The Root House, believed to be the oldest frame house in Marietta, was built by pharmacist William Root at the corner of Church and Lemon Streets nearly 170 years ago.
The home, which is now a museum, was a single-family residence through the 1940s before it was subdivided into apartments. By the late 1980s, the Root House had fallen into disrepair and was slated for demolition.
The house has been moved twice. It was rolled a half block down Lemon Street on logs in the 1890s to make way for the Clarke Library, which still stands. Nearly 100 years later, in 1989, its owner, Mayes Ward funeral home, donated it to Cobb Landmarks on the condition it be moved again. It now stands on Polk Street just off Marietta Parkway.
“It is a rare example (in Cobb) of a town house circa 1845” and there are very few structures like the Root House still standing in the area, said Cathy Brown, who has been the communications chair for Cobb Landmarks & Historical Society since 2004.
The property is owned by the CLHS, which sponsored the site’s nomination to the National Register.
Brown said the distinction is a “really big deal” and something CLHS has been working on since 1991.
The National Register provides formal recognition of a property’s architectural, historical or archaeological significance. Listing in the National Register does not place obligations or restrictions on the use or transfer of the property nor does it protect it from demolition.
“The application process is very involved,” said Cathy Brown’s husband, Chris, who has chaired the preservation committee of the CLHS and now chairs the finance committee.
A museum recreating history
The Root House museum now offers visitors a chance to step back in time and experience the life of Hannah and William Root, early settlers of Marietta.
Born in Philadelphia in 1815, William Root first moved to Augusta and then Marietta in August 1839 to open the city’s first pharmacy, on the north side of Marietta Square.
In 1844, Root married Hannah Remer Simpson, and by 1850, the couple had four children, owned one slave and maintained 80 acres in Cobb.
The Root family left Marietta for Washington, Ga., in 1864 and returned in July 1865 to find their house had survived Sherman’s Atlanta Campaign and the subsequent occupation of Marietta during the Civil War.
Chris Brown said the museum was not a “grand plantation house” with grand furnishings. Instead, the middle-class family’s dwelling is more authentic to the way a large percentage of residents lived at that time.
The Root House is a two-story frame house with a wood-shingled roof and two chimneys. The interior touches include wood walls, ceilings, floors, mantels and moldings.
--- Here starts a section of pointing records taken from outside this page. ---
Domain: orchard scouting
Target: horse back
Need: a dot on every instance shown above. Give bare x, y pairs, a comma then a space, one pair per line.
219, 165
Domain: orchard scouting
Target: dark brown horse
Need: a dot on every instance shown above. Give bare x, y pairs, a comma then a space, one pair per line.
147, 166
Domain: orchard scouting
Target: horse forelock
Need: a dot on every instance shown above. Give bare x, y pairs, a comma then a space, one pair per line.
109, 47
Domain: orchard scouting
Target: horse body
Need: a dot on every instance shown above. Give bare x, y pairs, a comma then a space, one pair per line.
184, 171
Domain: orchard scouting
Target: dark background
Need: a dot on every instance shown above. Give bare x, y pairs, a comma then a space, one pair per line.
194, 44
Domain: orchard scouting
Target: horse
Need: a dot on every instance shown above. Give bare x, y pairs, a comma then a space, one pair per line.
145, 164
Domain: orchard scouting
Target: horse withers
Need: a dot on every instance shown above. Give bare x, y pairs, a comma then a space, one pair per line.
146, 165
The period furniture is in the fashion of the 1850s.
“It sort of represents every man,” Cathy Brown said.
The Root House is open Wednesday through Saturday from 11 a.m. to 4 p.m. so volunteer docents can tell the story of the house, the Root family and life in Marietta during the 1850s.
The site includes a detached kitchen house with a working 1850s cook stove and a heritage garden with flower beds and vegetable plots containing plants that were available in Cobb before 1860.
This year, CLHS celebrates its 40th anniversary protecting the historic structures and cultural heritage of Cobb through preservation, education and advocacy.
Chris Brown said the efforts began after the historic Cobb Courthouse was torn down on the Square and the group formed “in response to the loss.”
More than half of the funds needed to support CLHS come from memberships, sponsors, family endowments and fundraisers, with less than $2,000 coming from government agencies, Cathy Brown said.
A couple living in history
Chris and Cathy Brown purchased a historic home off Cherokee Street in 2001. The couple moved in after 18 months of restoration projects.
“It is always fun to see inside the walls of an old house,” said Cathy Brown, who was amazed to see how her older home was constructed and the techniques used at the time.
Historic buildings and avenues in Marietta, used as both museums and residences, make the city unique, she said.
“It is part of the charm, part of the draw,” especially to tourists, Cathy Brown said.
After years of debate, in August the Marietta City Council designated a group of 14 homes on Kennesaw Avenue as the city’s first locally regulated historic district. Homes in the Kennesaw Avenue Historic District will be regulated by the city’s Historic Preservation Commission for external changes noticeable from the street.
Although the approval of the first historic district by the City Council and the historic preservation ordinance are great steps forward, “there is a lot more work to do,” Chris Brown said.
He wants homes along Cherokee Street and Church Street to also be given the same distinction by the city.
“I think it is critically important” to protect the historic character and architecture of the homes, Chris Brown said.
Still, he knows it is a challenge — and large financial investment — to convert older buildings into new uses.
“Not every building should be saved by any means,” Chris Brown said.
But before a historical area in Marietta is changed, there should be a strong discussion between the city and CLHS.
For instance, dozens of residents voiced concerns about a WellStar Health System proposal to expand Kennestone Hospital and erect a 20-foot sky pedestrian bridge over Church Street.
The contentious issue will be reviewed and possibly voted on by the Marietta City Council on Wednesday.